The Lonely Apollo Pioneers

Apollo 11 moon rocket

Returning last week from a trip to Florida, I have to say the highlight of my trip was seeing, at last, Kennedy Space Center. For a child of my generation this was a place that gained its initial familiarity on B&W TV screens (or color, in wooden consoles, if you were well-off or indulgent) with the news broadcasts of trips to the moon. It seemed a small, straightforward place on that long-ago screen. Like a football field, perhaps, with bleachers to watch the proceedings. In the years since, with continued broadcasts though the shuttle years, and my own research, the reality of it was not so compact; yet still, as a real-life visitor I was unprepared for the vastness.

The place is BIG, and sprawling, and very alien. Merrit Island, where Kennedy Space Center is located, is also a wildlife refuge where I saw gators, manatees, flamingos, spoonbills, dolphins, and wild parrots. The terrain is flat, the vegetation semi-tropic, the soil pale and bleached. Growing up in a decaying city of the U.S. Northeast, and later living in the lush but cool emerald-green Northwest, it was very alien to me. I couldn’t help but think if those same pioneers thought it alien as well. Of course, they were military test pilots, stationed and training in many different areas of the US, and so might be assumed to be used to changes of locale. But they still must have carried within them the local prejudices of their childhood homes, for a certain climate or terrain. Coastal Florida might have been an unworldly experience for them, a preparation for the unworldliness of outer space, and the moon itself. In effect, it was a subtle preparation.
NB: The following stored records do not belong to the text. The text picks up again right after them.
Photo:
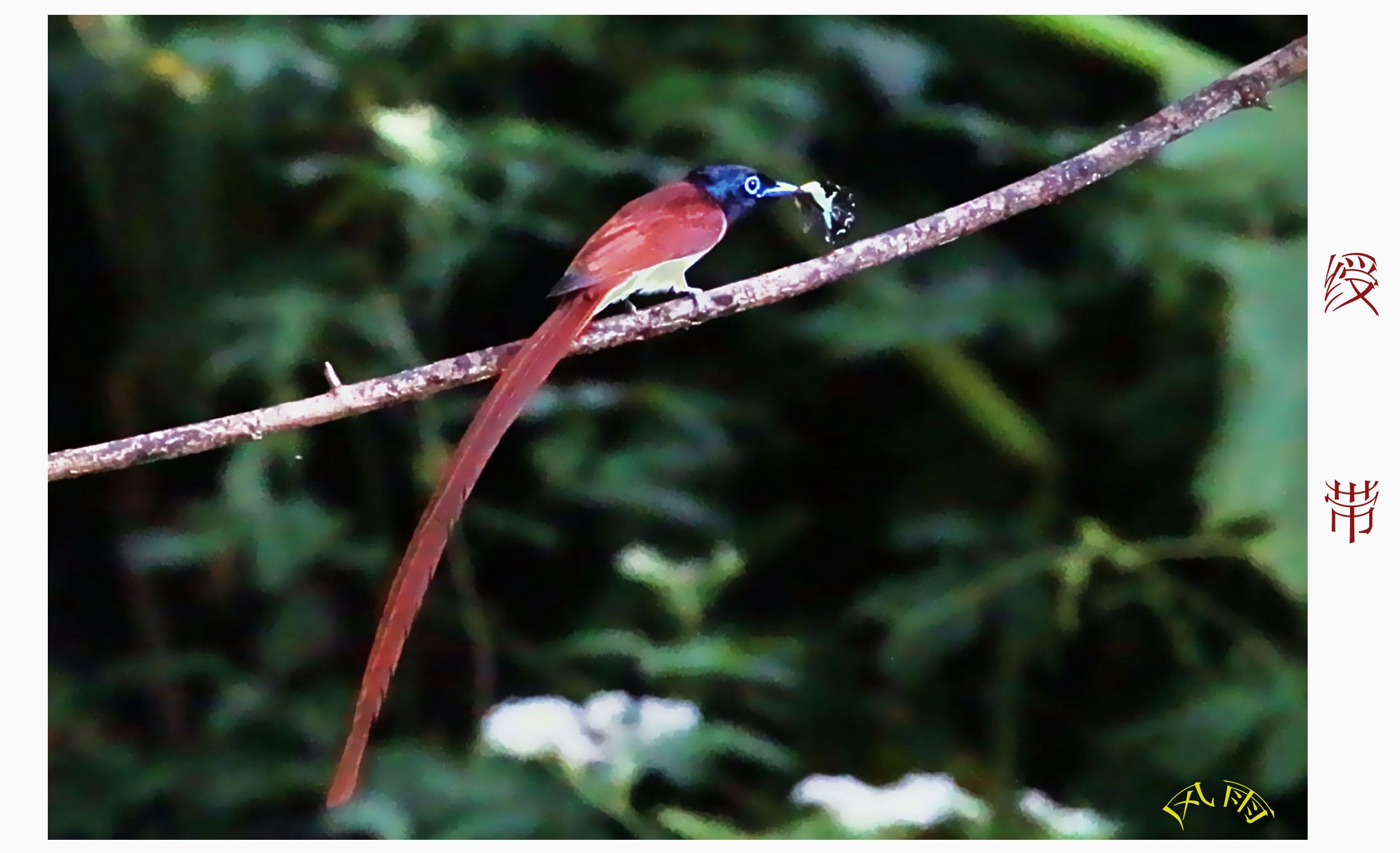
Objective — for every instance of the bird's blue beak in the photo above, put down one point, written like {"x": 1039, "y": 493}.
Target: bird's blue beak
{"x": 780, "y": 188}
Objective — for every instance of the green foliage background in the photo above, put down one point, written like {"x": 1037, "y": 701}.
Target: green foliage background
{"x": 1025, "y": 509}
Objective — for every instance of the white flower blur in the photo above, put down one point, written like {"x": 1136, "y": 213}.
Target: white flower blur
{"x": 607, "y": 730}
{"x": 1063, "y": 821}
{"x": 412, "y": 131}
{"x": 916, "y": 800}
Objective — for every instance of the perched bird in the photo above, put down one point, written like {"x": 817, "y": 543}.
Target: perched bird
{"x": 646, "y": 247}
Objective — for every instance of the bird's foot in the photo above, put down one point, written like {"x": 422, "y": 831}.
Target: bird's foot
{"x": 699, "y": 298}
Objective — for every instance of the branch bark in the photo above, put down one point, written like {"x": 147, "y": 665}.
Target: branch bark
{"x": 1242, "y": 89}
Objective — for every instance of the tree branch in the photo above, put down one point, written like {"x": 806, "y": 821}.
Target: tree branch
{"x": 1245, "y": 87}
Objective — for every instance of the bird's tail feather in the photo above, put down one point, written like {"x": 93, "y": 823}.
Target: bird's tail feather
{"x": 527, "y": 370}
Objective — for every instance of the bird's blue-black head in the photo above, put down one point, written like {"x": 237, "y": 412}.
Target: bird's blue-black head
{"x": 738, "y": 188}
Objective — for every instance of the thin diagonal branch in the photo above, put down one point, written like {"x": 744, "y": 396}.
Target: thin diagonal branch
{"x": 1245, "y": 87}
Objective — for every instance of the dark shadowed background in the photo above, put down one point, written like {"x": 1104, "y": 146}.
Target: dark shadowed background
{"x": 1025, "y": 509}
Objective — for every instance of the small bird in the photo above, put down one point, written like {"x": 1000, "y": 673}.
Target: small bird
{"x": 646, "y": 247}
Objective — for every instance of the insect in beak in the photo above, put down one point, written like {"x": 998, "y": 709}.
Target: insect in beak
{"x": 835, "y": 208}
{"x": 782, "y": 188}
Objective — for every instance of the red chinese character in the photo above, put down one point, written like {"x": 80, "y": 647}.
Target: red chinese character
{"x": 1355, "y": 269}
{"x": 1358, "y": 498}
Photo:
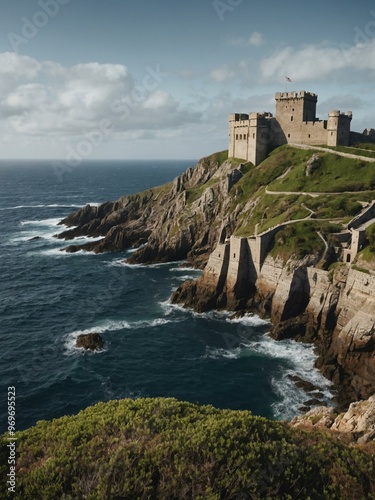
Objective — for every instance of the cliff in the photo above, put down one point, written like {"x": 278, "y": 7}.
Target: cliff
{"x": 271, "y": 239}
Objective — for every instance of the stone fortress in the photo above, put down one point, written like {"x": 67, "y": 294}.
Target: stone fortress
{"x": 253, "y": 136}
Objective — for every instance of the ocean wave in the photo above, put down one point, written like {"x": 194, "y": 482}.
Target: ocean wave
{"x": 54, "y": 205}
{"x": 220, "y": 353}
{"x": 249, "y": 320}
{"x": 185, "y": 277}
{"x": 60, "y": 253}
{"x": 113, "y": 326}
{"x": 185, "y": 268}
{"x": 42, "y": 222}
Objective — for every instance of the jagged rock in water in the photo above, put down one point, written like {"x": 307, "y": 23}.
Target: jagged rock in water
{"x": 90, "y": 341}
{"x": 358, "y": 421}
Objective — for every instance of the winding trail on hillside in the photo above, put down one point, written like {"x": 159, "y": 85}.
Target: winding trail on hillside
{"x": 318, "y": 193}
{"x": 339, "y": 153}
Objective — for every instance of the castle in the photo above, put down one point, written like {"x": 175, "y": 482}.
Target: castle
{"x": 252, "y": 137}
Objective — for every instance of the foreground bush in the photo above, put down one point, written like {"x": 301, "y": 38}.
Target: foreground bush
{"x": 163, "y": 448}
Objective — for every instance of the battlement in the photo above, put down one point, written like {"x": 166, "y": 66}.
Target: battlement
{"x": 252, "y": 136}
{"x": 296, "y": 95}
{"x": 237, "y": 117}
{"x": 336, "y": 114}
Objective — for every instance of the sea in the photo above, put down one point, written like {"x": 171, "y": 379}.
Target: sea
{"x": 152, "y": 348}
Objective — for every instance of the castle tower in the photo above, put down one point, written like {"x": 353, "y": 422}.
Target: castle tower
{"x": 295, "y": 107}
{"x": 259, "y": 137}
{"x": 338, "y": 128}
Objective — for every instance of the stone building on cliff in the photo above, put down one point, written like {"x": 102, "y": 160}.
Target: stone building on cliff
{"x": 253, "y": 136}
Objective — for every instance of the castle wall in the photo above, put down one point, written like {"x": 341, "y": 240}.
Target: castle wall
{"x": 253, "y": 136}
{"x": 311, "y": 133}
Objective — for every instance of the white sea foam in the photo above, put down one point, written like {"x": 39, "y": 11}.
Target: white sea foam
{"x": 219, "y": 353}
{"x": 113, "y": 326}
{"x": 186, "y": 277}
{"x": 54, "y": 205}
{"x": 169, "y": 308}
{"x": 59, "y": 252}
{"x": 249, "y": 320}
{"x": 43, "y": 222}
{"x": 302, "y": 358}
{"x": 185, "y": 268}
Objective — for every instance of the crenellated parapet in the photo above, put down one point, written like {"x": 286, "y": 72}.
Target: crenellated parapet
{"x": 253, "y": 135}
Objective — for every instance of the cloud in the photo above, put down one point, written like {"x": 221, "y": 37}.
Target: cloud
{"x": 256, "y": 39}
{"x": 313, "y": 62}
{"x": 65, "y": 102}
{"x": 222, "y": 74}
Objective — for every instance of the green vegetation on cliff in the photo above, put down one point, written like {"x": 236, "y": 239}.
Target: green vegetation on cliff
{"x": 162, "y": 448}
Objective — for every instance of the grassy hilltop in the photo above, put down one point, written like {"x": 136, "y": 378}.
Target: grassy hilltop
{"x": 162, "y": 448}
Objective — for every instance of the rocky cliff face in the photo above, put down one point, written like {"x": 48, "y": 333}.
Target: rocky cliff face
{"x": 195, "y": 217}
{"x": 180, "y": 220}
{"x": 357, "y": 423}
{"x": 334, "y": 310}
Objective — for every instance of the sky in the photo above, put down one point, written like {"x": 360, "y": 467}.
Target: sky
{"x": 157, "y": 79}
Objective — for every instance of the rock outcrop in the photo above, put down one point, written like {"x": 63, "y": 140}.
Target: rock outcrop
{"x": 198, "y": 217}
{"x": 90, "y": 342}
{"x": 334, "y": 310}
{"x": 181, "y": 220}
{"x": 357, "y": 422}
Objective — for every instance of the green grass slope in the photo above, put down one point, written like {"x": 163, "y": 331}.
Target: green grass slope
{"x": 163, "y": 448}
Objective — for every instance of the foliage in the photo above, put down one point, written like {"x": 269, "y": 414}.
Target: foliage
{"x": 370, "y": 235}
{"x": 162, "y": 448}
{"x": 334, "y": 174}
{"x": 298, "y": 239}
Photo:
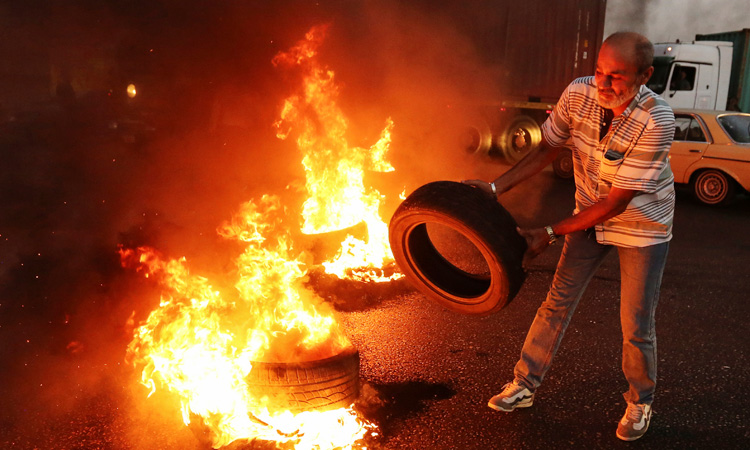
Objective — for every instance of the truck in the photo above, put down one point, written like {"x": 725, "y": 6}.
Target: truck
{"x": 539, "y": 47}
{"x": 712, "y": 72}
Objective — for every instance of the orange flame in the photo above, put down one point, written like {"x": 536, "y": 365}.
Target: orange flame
{"x": 334, "y": 170}
{"x": 201, "y": 343}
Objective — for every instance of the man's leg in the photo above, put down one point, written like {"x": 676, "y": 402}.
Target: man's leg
{"x": 580, "y": 258}
{"x": 641, "y": 272}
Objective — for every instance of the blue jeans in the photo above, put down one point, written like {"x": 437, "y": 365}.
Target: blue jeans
{"x": 641, "y": 272}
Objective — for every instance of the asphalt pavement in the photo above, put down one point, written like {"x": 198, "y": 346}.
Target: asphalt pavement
{"x": 427, "y": 373}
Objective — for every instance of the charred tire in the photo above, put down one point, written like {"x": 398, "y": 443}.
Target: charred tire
{"x": 480, "y": 219}
{"x": 713, "y": 187}
{"x": 322, "y": 385}
{"x": 563, "y": 164}
{"x": 521, "y": 136}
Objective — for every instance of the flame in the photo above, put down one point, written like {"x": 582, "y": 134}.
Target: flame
{"x": 201, "y": 343}
{"x": 338, "y": 198}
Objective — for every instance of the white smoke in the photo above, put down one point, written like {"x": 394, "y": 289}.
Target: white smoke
{"x": 669, "y": 20}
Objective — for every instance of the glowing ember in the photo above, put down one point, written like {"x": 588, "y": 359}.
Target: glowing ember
{"x": 338, "y": 198}
{"x": 201, "y": 343}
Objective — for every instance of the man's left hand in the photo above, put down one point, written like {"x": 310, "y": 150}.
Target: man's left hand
{"x": 537, "y": 241}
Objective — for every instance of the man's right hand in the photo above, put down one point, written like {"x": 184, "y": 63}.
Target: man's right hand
{"x": 482, "y": 185}
{"x": 537, "y": 240}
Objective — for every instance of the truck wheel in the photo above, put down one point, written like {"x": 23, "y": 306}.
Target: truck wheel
{"x": 521, "y": 136}
{"x": 713, "y": 187}
{"x": 563, "y": 164}
{"x": 481, "y": 220}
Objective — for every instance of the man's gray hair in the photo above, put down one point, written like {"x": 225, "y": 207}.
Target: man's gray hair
{"x": 642, "y": 48}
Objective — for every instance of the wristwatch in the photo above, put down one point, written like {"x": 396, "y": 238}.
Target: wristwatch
{"x": 551, "y": 234}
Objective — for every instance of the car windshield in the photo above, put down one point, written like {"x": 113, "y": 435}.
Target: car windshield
{"x": 737, "y": 127}
{"x": 658, "y": 81}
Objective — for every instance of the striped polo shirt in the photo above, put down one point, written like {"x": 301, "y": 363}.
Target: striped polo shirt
{"x": 633, "y": 155}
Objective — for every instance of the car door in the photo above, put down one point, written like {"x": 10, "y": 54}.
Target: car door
{"x": 689, "y": 144}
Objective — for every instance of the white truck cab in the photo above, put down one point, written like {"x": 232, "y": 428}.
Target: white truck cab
{"x": 692, "y": 75}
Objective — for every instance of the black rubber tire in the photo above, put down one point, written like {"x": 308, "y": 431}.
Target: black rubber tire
{"x": 713, "y": 187}
{"x": 521, "y": 136}
{"x": 320, "y": 385}
{"x": 479, "y": 218}
{"x": 563, "y": 164}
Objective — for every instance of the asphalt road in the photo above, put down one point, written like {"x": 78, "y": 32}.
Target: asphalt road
{"x": 427, "y": 373}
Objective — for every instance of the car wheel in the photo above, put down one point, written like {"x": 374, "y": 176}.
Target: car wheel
{"x": 563, "y": 164}
{"x": 481, "y": 221}
{"x": 713, "y": 187}
{"x": 319, "y": 385}
{"x": 521, "y": 136}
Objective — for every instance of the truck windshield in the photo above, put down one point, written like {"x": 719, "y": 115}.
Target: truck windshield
{"x": 737, "y": 127}
{"x": 658, "y": 81}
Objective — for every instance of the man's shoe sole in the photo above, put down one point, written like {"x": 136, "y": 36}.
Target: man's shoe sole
{"x": 522, "y": 404}
{"x": 631, "y": 439}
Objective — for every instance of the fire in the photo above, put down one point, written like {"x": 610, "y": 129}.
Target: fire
{"x": 201, "y": 343}
{"x": 338, "y": 198}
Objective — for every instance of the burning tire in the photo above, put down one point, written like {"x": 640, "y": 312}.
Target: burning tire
{"x": 483, "y": 223}
{"x": 320, "y": 385}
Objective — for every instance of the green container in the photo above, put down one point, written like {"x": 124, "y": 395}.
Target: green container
{"x": 739, "y": 81}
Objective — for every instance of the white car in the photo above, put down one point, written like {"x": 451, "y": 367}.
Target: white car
{"x": 710, "y": 152}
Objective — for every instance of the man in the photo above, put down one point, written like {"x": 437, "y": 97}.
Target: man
{"x": 622, "y": 132}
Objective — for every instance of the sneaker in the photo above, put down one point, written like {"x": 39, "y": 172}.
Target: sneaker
{"x": 514, "y": 395}
{"x": 635, "y": 422}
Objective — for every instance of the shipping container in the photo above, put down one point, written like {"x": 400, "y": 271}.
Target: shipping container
{"x": 540, "y": 47}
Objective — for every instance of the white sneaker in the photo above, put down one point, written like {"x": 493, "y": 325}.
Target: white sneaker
{"x": 514, "y": 395}
{"x": 635, "y": 422}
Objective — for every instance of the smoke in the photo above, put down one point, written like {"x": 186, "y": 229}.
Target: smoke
{"x": 669, "y": 20}
{"x": 72, "y": 189}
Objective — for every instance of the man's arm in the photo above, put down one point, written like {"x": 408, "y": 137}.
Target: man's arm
{"x": 530, "y": 165}
{"x": 615, "y": 203}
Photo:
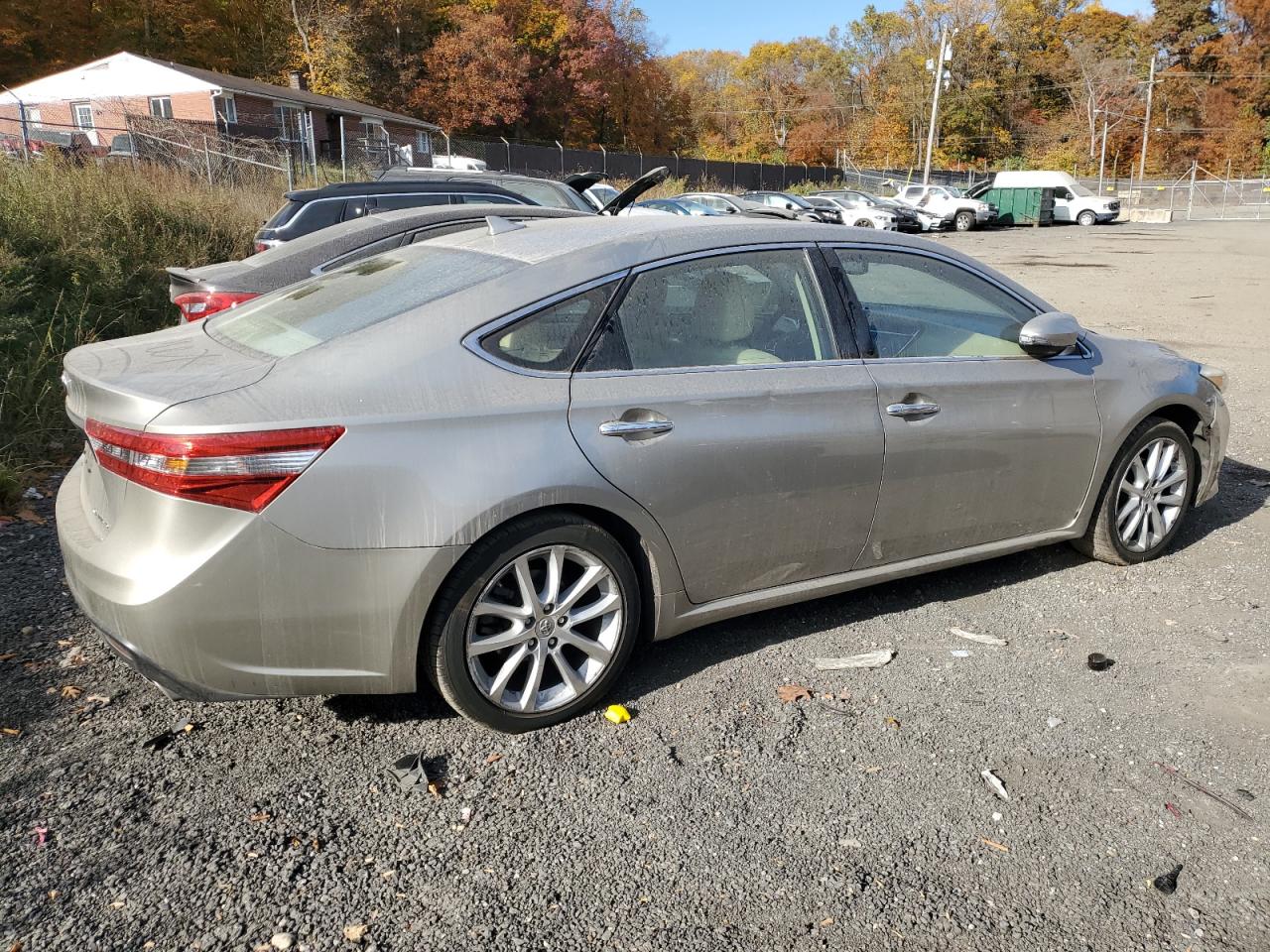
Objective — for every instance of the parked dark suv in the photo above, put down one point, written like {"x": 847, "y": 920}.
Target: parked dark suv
{"x": 314, "y": 208}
Being shuttled around the place on an air-conditioned bus as I took the special tour, I saw for myself its vastness and loneliness. Strapped into a capsule at the apex of the Saturn V rocket, they must have been very lonely as the support personnel deserted them for the launch. That’s another thing I found out. Everyone cleared out of the vicinity for a certain radius, less the whole thing explode, like this:

 

Note the melted cars.

Seeing the place, for the first time I truly understood the immensity of the American space program, the sacrifices it required, and its dangers.

The visit was pricey, coming to around $120 for the basic admission and the enhanced tour, but that was par for the course for Florida attractions, and well worth it for the history. I also fulfilled a bucket list item.